15. Whether the findings of fact recorded by the learned Trial Court are in accordance with law is also a matter requiring detail consideration, particularly when learned counsel for the appellant has relied upon CrlA(S) No. 17/2025 4|Page Rajak Mohammad Vs. State of Himachal Pradesh, 2018 SCC Online SC 1222, wherein the convict-appellant was facing charges of kidnapping and sexual assault, and it was held as under: -

i. In view of the above, the focal point for decision would be the age of the prosecutrix in order to determine as to whether she was a major so as to give her consent.
ii. In this regard, we have considered the evidence and materials on record. The age of the prosecutrix has been sought to be proved by the prosecution by bringing on record the school admission form (Ext. PW 5/A) and the certificate (Ext. PW 5/B) issued by one Jasdeep Kaur (PW 5), JBT Teacher of Government School Dangi Plate. PW 5 in her deposition has stated that the writings in the school admission form (Ext. PW 5/A) are in her handwriting and the signature affixed is that of the mother of the prosecutrix.
iii. In cross-examination, PW 5 had stated that the details mentioned in Ext. PW 5/A have been obtained from the school leaving certificate issued by the Government Primary School, Tambol. The certificate issued by the Government Primary School, Tambol on the basis of which the details in the admission form (Ext. PW 5/A) was filled up by PW 5 has not been exhibited by the prosecution.
iv. Nothing hinges on the document exhibited by the prosecution as Ext. PW 5/B as that is the consequential certificate issued on the basis of the entries in Ext. PW 5/A. The mother of the prosecutrix who had allegedly signed Ext. PW 5/A has not been examined by the prosecution.
v. On the other hand, we have on record the evidence of Dr Neelam Gupta (PW 8), a Radiologist working in the Civil Hospital, Nalagarh who had given an opinion that the age of the prosecutrix was between 17 to 18 years.
vi. While it is correct that the age determined on the basis of a radiological examination may not be an accurate determination and sufficient margin either way has to be allowed, yet the totality of the facts stated above read with the report of the radiological examination leaves room for ample doubt with regard to the correct age of the prosecutrix. The benefit of the aforesaid doubt, naturally, must go in favour of the accused.
vii. We will, therefore, have to hold that in the present case the prosecution has not succeeded in proving that the prosecutrix was a minor on the date of the alleged occurrence. If that is so, based on the evidence on record, already referred to, we will further have to hold that the possibility of the prosecutrix being a consenting party cannot be altogether ruled out. viii. We will, therefore, have to conclude that the appellant- accused deserves to be acquitted on the benefit of doubt. We, consequently, set aside the order of the High Court and the conviction' recorded as well as the sentence imposed and acquit the appellant-accused of the offences alleged. We further direct that the appellant-accused be released from custody forthwith unless his custody is required in connection with any other case.
CrlA(S) No. 17/2025 5|Page
16. The aforesaid judgment was subsequently relied upon by the Delhi High Court in Cr Ref. no 02/2024.supra and held that, i. Whether in POCSO cases, the Court is required to consider the lower side of the age estimation report, or the upper side of the age estimation report of a victim in cases where the age of the victim is proved through bone age ossification test?
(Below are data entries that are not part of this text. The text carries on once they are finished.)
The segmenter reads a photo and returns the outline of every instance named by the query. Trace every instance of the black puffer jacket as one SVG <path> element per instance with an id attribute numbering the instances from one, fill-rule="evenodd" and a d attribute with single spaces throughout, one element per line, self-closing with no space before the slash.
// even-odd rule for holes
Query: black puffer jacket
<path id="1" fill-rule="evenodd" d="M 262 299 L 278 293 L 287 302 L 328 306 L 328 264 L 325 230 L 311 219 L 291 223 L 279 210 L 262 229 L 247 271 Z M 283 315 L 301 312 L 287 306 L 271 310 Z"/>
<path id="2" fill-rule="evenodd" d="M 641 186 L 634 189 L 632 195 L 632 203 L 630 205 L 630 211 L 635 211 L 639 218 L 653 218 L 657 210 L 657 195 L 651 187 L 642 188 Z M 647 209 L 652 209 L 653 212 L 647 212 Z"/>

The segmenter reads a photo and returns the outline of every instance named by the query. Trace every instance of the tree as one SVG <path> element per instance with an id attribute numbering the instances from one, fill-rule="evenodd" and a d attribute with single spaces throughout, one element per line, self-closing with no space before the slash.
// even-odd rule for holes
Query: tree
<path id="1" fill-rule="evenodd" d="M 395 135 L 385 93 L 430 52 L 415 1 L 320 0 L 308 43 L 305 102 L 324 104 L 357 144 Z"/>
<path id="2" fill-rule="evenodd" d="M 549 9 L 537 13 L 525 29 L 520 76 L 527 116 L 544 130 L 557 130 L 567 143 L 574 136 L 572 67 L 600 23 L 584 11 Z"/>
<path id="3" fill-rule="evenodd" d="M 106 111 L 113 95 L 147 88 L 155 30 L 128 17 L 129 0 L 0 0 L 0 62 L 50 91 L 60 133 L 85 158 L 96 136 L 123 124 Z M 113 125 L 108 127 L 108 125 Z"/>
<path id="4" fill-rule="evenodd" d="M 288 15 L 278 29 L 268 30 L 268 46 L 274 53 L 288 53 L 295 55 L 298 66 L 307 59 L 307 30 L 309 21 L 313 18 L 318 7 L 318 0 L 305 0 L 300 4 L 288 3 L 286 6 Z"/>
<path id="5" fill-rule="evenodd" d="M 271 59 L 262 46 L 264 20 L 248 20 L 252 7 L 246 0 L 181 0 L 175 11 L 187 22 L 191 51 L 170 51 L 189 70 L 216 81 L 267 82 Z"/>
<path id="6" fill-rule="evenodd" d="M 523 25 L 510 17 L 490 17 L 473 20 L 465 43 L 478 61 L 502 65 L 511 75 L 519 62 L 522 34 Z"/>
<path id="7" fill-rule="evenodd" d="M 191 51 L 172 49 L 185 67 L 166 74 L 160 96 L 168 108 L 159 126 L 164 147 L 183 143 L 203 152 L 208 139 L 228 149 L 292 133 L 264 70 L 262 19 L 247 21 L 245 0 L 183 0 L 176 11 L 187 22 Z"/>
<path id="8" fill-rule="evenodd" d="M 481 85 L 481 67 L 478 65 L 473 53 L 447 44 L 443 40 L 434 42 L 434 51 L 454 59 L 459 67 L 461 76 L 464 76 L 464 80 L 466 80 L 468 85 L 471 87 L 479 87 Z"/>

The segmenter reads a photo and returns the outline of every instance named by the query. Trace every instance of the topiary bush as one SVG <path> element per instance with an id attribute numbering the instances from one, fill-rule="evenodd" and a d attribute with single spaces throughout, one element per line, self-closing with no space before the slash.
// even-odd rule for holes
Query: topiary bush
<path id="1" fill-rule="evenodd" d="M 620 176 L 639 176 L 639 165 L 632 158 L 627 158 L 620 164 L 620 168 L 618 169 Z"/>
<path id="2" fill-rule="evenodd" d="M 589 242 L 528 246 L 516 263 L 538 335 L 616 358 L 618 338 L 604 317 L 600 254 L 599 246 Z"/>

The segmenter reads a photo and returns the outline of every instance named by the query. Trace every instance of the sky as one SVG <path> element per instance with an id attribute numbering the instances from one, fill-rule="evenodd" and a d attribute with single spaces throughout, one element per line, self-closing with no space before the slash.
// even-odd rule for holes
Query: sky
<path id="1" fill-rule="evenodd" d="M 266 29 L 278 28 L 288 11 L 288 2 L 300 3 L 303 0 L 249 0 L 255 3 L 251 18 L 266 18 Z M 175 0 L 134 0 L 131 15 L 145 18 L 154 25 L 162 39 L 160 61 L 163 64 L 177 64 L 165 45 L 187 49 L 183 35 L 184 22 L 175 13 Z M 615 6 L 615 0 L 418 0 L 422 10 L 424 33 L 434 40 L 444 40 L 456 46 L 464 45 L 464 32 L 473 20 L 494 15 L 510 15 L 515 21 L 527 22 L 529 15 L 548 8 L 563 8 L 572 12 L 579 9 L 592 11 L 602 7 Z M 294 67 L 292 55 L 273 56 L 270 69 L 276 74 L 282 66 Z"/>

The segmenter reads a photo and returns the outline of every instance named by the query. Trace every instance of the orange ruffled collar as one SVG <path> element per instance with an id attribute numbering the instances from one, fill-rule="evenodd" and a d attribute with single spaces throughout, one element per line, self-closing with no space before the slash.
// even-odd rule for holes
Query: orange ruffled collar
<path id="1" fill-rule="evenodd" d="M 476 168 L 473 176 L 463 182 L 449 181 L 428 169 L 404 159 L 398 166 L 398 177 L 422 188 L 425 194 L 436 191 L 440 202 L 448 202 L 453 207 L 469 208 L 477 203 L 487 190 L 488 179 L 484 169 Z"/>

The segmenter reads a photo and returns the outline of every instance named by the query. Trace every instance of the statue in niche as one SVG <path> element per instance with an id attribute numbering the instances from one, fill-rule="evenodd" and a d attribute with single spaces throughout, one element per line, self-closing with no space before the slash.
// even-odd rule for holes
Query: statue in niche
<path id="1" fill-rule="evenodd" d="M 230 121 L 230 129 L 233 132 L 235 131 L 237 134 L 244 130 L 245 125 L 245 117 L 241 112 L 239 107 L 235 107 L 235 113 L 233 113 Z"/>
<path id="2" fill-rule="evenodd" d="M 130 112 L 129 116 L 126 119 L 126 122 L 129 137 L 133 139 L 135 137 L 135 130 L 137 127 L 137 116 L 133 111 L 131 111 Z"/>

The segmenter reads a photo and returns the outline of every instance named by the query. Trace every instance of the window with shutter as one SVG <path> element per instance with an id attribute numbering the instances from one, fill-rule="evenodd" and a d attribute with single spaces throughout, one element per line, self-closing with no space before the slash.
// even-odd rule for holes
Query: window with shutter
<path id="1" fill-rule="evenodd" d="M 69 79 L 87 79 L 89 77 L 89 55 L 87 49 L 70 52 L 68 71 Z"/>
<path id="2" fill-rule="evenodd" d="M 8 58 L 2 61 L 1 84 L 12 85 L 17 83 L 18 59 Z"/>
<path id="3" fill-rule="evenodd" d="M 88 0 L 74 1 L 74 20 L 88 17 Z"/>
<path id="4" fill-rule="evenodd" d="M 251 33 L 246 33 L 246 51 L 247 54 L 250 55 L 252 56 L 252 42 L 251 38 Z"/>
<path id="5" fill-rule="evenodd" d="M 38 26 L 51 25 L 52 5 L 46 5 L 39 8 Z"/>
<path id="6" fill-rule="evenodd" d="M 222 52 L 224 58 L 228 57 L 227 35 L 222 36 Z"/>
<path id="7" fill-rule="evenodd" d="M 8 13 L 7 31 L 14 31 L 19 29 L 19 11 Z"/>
Ans: In such cases of sexual assault, wherever, the court is called upon to determine the age of victim based on 'bone age ossification report', the upper age given in reference range be considered as age of the victim.

ii. Whether the principle of 'margin of error' is to be applicable or not in cases under the POCSO Act where the age of a victim is to be proved through bone age ossification test. Ans: Yes. The margin of error of two years is further required to be applied.
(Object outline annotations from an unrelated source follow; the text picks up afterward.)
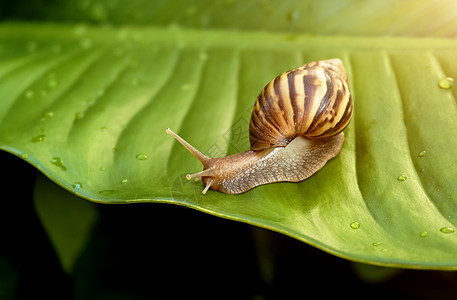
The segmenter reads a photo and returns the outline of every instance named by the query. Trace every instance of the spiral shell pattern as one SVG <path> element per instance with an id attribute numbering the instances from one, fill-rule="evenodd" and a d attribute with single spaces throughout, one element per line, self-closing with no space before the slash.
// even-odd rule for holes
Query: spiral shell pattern
<path id="1" fill-rule="evenodd" d="M 285 147 L 297 136 L 335 136 L 349 124 L 352 110 L 341 60 L 311 62 L 287 71 L 257 97 L 249 124 L 251 149 Z"/>

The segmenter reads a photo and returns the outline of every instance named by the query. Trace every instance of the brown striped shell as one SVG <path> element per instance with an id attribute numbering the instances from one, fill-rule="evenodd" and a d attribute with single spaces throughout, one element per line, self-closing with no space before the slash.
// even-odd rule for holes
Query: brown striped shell
<path id="1" fill-rule="evenodd" d="M 352 97 L 339 59 L 287 71 L 262 90 L 249 124 L 252 150 L 285 147 L 295 137 L 335 136 L 349 124 Z"/>
<path id="2" fill-rule="evenodd" d="M 341 151 L 352 106 L 343 64 L 330 59 L 285 72 L 265 86 L 249 125 L 251 150 L 210 158 L 166 132 L 203 164 L 203 171 L 186 175 L 202 179 L 203 194 L 210 188 L 240 194 L 262 184 L 302 181 L 319 171 Z"/>

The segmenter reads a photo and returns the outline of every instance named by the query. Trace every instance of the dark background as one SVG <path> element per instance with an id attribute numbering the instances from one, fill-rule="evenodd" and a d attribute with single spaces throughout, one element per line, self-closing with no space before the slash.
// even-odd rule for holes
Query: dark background
<path id="1" fill-rule="evenodd" d="M 97 204 L 71 276 L 33 206 L 37 171 L 0 152 L 0 299 L 457 299 L 455 272 L 353 263 L 290 237 L 168 204 Z"/>

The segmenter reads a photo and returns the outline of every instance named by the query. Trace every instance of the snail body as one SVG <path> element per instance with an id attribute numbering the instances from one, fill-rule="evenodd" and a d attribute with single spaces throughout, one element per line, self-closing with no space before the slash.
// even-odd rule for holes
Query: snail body
<path id="1" fill-rule="evenodd" d="M 188 174 L 209 188 L 240 194 L 258 185 L 305 180 L 338 155 L 352 117 L 348 79 L 339 59 L 287 71 L 261 91 L 249 124 L 251 149 L 209 158 L 167 129 L 204 166 Z"/>

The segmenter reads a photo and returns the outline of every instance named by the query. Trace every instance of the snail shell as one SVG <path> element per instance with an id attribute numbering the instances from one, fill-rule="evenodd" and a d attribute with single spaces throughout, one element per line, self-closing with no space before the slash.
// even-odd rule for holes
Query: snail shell
<path id="1" fill-rule="evenodd" d="M 272 182 L 302 181 L 335 157 L 353 111 L 348 78 L 339 59 L 287 71 L 261 91 L 249 124 L 251 150 L 209 158 L 167 129 L 204 165 L 187 175 L 209 188 L 239 194 Z"/>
17. Having regard to the aforesaid legal proposition, there can be no denial to the settled principle of law that the benefit of doubt, at all stages, other things being equal, goes in favour of the convict- accused. In that background, a case for suspension of sentence is made out, whereas perusal of the record of the Trial Court would show that the appellant had remained on bail during trial and was taken into custody only after his conviction.
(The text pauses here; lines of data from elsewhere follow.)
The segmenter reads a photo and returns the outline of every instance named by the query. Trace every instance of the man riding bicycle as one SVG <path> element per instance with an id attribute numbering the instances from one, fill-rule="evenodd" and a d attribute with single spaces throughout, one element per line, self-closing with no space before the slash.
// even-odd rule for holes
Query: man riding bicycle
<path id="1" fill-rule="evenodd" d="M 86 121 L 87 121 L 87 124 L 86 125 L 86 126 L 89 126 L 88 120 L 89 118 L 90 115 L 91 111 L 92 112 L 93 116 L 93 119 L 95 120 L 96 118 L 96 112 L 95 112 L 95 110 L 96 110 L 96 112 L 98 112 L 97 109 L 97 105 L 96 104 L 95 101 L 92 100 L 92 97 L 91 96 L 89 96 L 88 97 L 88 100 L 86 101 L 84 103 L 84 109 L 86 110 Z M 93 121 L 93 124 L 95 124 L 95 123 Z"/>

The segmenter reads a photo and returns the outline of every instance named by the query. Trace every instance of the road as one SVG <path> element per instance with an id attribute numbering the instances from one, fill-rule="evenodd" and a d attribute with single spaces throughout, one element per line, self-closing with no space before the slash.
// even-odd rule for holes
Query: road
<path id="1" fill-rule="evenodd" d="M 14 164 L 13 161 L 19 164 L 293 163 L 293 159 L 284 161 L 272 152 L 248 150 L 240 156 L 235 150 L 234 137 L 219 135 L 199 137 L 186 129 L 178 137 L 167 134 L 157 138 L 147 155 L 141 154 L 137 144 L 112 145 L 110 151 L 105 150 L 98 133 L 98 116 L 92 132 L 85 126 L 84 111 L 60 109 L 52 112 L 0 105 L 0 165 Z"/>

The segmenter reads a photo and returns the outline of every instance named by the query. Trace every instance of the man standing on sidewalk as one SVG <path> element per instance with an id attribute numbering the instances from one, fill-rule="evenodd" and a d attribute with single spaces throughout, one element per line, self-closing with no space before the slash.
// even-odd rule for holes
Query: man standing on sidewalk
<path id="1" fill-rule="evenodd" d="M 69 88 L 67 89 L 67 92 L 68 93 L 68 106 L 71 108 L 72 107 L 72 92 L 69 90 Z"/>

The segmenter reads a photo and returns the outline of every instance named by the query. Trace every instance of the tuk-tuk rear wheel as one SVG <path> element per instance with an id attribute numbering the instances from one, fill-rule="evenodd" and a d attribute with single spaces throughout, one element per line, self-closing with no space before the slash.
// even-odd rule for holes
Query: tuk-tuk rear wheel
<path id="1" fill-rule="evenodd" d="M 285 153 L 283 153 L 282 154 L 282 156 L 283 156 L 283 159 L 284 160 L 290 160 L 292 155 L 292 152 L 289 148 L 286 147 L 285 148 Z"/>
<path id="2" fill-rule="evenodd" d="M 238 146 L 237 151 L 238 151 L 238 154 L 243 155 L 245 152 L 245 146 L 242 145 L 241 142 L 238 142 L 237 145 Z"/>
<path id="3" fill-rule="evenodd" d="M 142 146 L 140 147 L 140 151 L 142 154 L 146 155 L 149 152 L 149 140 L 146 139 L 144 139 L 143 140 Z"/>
18. Having regard to the mitigating circumstances of the case, particularly the fact that the victim is dependent upon the appellant and that they have two children born out of their wedlock, this court of considered view that the continued incarceration of the appellant during the pendency of the appeal would neither advance the cause of the State nor serve the interests of justice. Instead, it would operate to the serious detriment of the victim and the children. This court has taken note of the fact that the victim had consistently maintained, both during the investigation and throughout the trial, that she was more than 18 years of age. In view of these circumstances, this Court directs that the appellant be released on bail upon furnishing a surety and personal bond in the sum of Rs. 1 lakh, subject to the condition that he shall remain present before the Court on every date of hearing and shall ensure the presence of his counsel at the stage of final hearing. It's further clarified that any failure to comply with these conditions would invite coercive CrlA(S) No. 17/2025 6|Page measures and may result in withdrawal of the concession of bail so granted.

19. Bail bonds be furnished before the Registrar Judicial accordingly.

20. CrlM No. 1710/2025 stands disposed of.

21. Let the main appeal come up for final hearing on 03.07.2026.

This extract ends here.